Dive Into the World of Site Reliability Engineering

Written by Stephen Gossett
Published on Mar. 31, 2020
Dive Into the World of Site Reliability Engineering
site reliability engineer hero
IMage: Shutterstock

John Turner wanted to be a rock star. Not a rock-star developer, not a rock-star software engineer, not anything having to do with the weird corporate-speak contortion of “rock star.” A legit rock star.

A metal lover, he fine-tuned his chops studying jazz guitar in Atlanta, then went to work as a professional workaday musician after graduation. But prestige industries sometimes feel less prestigious from the inside, and he soon found himself feeling “very dissatisfied with the day-to-day life of a working musician.”

“It’s not as glamorous as people might think,” he said.

That disillusionment led him to New York University’s music technology graduate program, where he could bridge music with lifelong flirtations with programming — including childhood dabblings in Hello, World! and Delphi. But it was an assignment that had nothing to do with music — building a rudimentary spellchecker with C — that may have been most formative.

It was that taste of pure creation that I eventually fell in love with.”

“It was that taste of pure creation that I eventually fell in love with,” Turner said. “And it’s the thing that keeps me writing software day to day.”

The software he writes now, as a site reliability engineer at website-hosting service Squarespace, is more complicated by degrees of magnitude. But before we get into the day-to-day details, it’s worth clarifying:

 

Just What Is a Site Reliability Engineer?
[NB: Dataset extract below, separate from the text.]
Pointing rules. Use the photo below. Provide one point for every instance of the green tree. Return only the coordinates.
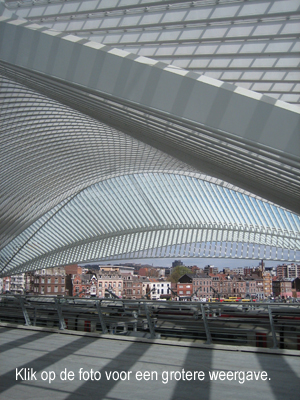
(177, 272)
In a manner of speaking, SREs are part medics, part streamliners. They take shifts in the company’s on-call rotation, during which they act as designated responder, available to manually intervene if the infrastructure system starts to show symptoms. Off rotation, they’re spending a lot of time writing code, including a significant amount of automation tooling. Automation helps cut out toil — or the monotonous, routine tasks that would have otherwise become time-sucks for developers — which in turn helps stabilize the system.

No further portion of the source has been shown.